Abstract
People seem to be able to rapidly estimate number from brief visual displays. It remains a mystery how they accomplish this behavior, i.e., what visual information or algorithms they rely on. While some have suggested that number is a primary visual feature (akin to amount of redness), others have claimed that this ability relies on visual density or other non-numerical visual features. A recent computational model has been developed for assessing the extent to which observers rely on numerical and non-numerical visual features in behavioral tasks. Here we use Panamath, a method that has been used by over 60 publications to date, and apply a computational model to assess N=6,361 participants' reliance on visual signals of number, size and spacing when making numerical comparisons. We found that responses varied with numerical ratio, t(6360) = 229.77, p < .001. Judgments also varied with relative spacing, t(6360) = 119.32, p < .001, and to a lesser extent with relative size, t(6360) = -4.69, p < .001. Participants were more likely to judge a dot set as more numerous if the dots were smaller and more spread out. We also examined which of these features were most predictive of participants' numerical judgments.
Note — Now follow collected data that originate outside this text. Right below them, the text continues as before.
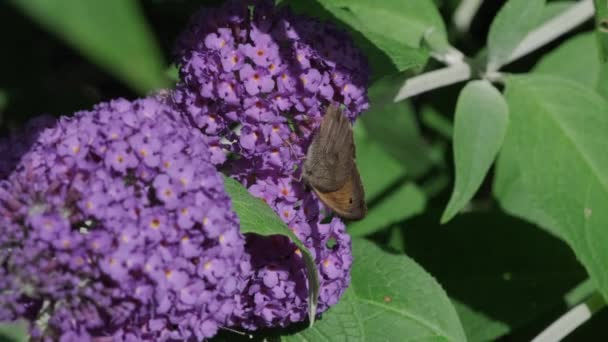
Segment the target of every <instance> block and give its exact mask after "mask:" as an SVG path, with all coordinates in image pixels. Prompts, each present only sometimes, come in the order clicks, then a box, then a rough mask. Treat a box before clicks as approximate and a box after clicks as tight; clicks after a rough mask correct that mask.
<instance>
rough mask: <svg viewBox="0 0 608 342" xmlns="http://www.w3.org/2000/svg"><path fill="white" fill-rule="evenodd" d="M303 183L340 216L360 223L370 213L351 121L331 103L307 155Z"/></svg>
mask: <svg viewBox="0 0 608 342" xmlns="http://www.w3.org/2000/svg"><path fill="white" fill-rule="evenodd" d="M302 177H303V178H304V181H305V182H306V183H307V184H308V185H309V186H310V187H311V188H312V189H313V190H314V192H315V193H316V194H317V196H318V197H319V199H320V200H321V202H323V203H324V204H325V205H326V206H327V207H329V208H330V209H332V210H333V211H334V212H335V213H336V214H337V215H338V216H340V217H342V218H345V219H349V220H360V219H362V218H363V217H364V216H365V214H366V213H367V206H366V205H365V193H364V191H363V185H362V183H361V176H359V170H357V164H355V141H354V138H353V130H352V127H351V125H350V122H349V121H348V119H347V118H346V116H344V114H343V113H342V110H341V109H340V108H338V106H336V105H334V104H331V105H330V106H329V107H328V108H327V111H326V113H325V116H324V117H323V121H322V122H321V127H319V130H318V131H317V132H316V134H315V135H314V137H313V139H312V143H311V144H310V147H309V148H308V151H307V152H306V160H305V161H304V166H303V175H302Z"/></svg>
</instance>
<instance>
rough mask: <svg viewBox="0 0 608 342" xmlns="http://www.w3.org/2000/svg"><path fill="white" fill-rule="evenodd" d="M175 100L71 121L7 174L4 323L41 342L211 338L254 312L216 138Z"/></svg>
mask: <svg viewBox="0 0 608 342" xmlns="http://www.w3.org/2000/svg"><path fill="white" fill-rule="evenodd" d="M220 37H224V36H222V35H221V34H219V35H218V37H216V38H217V39H220ZM217 39H216V40H217ZM224 39H227V38H225V37H224ZM211 40H212V39H210V40H209V44H210V45H211V46H212V47H215V46H217V45H218V42H217V41H211ZM214 44H215V45H214ZM226 44H227V45H230V44H231V42H230V41H229V40H226ZM219 45H221V43H219ZM164 101H165V100H164V99H162V98H160V97H150V98H146V99H141V100H136V101H133V102H129V101H126V100H114V101H111V102H109V103H102V104H99V105H97V106H96V107H95V108H94V109H93V110H92V111H83V112H78V113H76V114H75V115H74V116H73V117H71V118H66V117H64V118H61V119H60V120H59V121H58V122H56V123H55V124H53V125H46V126H51V127H50V128H47V129H46V130H44V131H42V132H40V133H39V134H35V135H32V136H31V137H30V136H29V135H26V137H28V138H27V140H26V142H24V145H25V143H27V144H28V145H31V146H28V147H27V150H28V152H27V153H25V154H24V155H23V156H22V158H21V160H20V161H19V162H18V163H16V164H15V165H12V166H10V169H9V165H8V164H4V165H3V168H2V172H3V174H2V177H3V180H1V181H0V260H2V262H0V288H2V291H0V321H10V320H16V319H25V320H28V321H29V322H31V333H32V336H33V337H34V338H36V339H40V340H43V339H48V340H59V341H88V340H92V339H94V340H98V341H104V340H105V341H115V340H128V341H141V340H147V341H157V340H165V339H174V340H202V339H206V338H209V337H211V336H213V335H214V334H216V333H217V331H218V329H219V327H222V326H227V325H231V324H233V321H234V318H233V312H244V310H245V308H244V305H245V304H244V303H245V302H246V301H245V300H243V299H242V298H241V296H242V293H243V291H244V289H245V285H246V283H245V280H247V279H248V278H249V277H250V276H251V272H252V270H251V265H250V262H249V256H248V255H247V254H245V251H244V244H245V239H244V237H243V236H242V235H241V234H240V233H239V231H238V219H237V217H236V216H235V214H234V213H233V212H232V211H231V207H230V200H229V198H228V197H227V195H226V194H225V193H224V190H223V184H222V180H221V178H220V177H219V175H218V174H217V172H216V170H215V168H214V166H213V164H212V163H211V162H210V158H211V157H212V152H211V150H210V148H209V147H208V145H207V141H206V138H205V136H203V135H200V134H198V132H197V131H196V130H193V128H192V126H191V125H190V124H189V123H188V121H187V120H185V118H184V117H183V116H182V115H180V114H179V113H177V112H176V111H174V110H173V109H172V108H171V107H170V106H168V105H166V104H165V102H164ZM15 140H16V139H15ZM15 150H18V151H24V150H25V148H19V149H15ZM0 151H2V152H3V153H4V154H3V158H0V159H1V160H7V159H5V158H4V156H5V155H6V156H10V153H9V152H11V151H12V149H11V147H10V146H6V145H5V144H4V143H3V144H0ZM46 315H48V324H47V325H46V326H42V328H40V326H38V325H37V324H36V322H38V321H40V320H42V319H43V318H44V317H45V316H46Z"/></svg>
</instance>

Participants relied more on relative spacing than relative size, t(6360) = 115.75, p < .001. Most importantly, participants relied more on numerical ratio than on either relative size, t(6360) = 227.02, p < .001, or relative spacing, t(6360) = 223.88, p < .001. Our results highlight the value of using computational models to determine the extent to which participants rely on visual numerical and non-numerical signals when making number judgements – and provide evidence that humans do have a visual sense of number that goes beyond visual size and spacing.
Meeting abstract presented at VSS 2018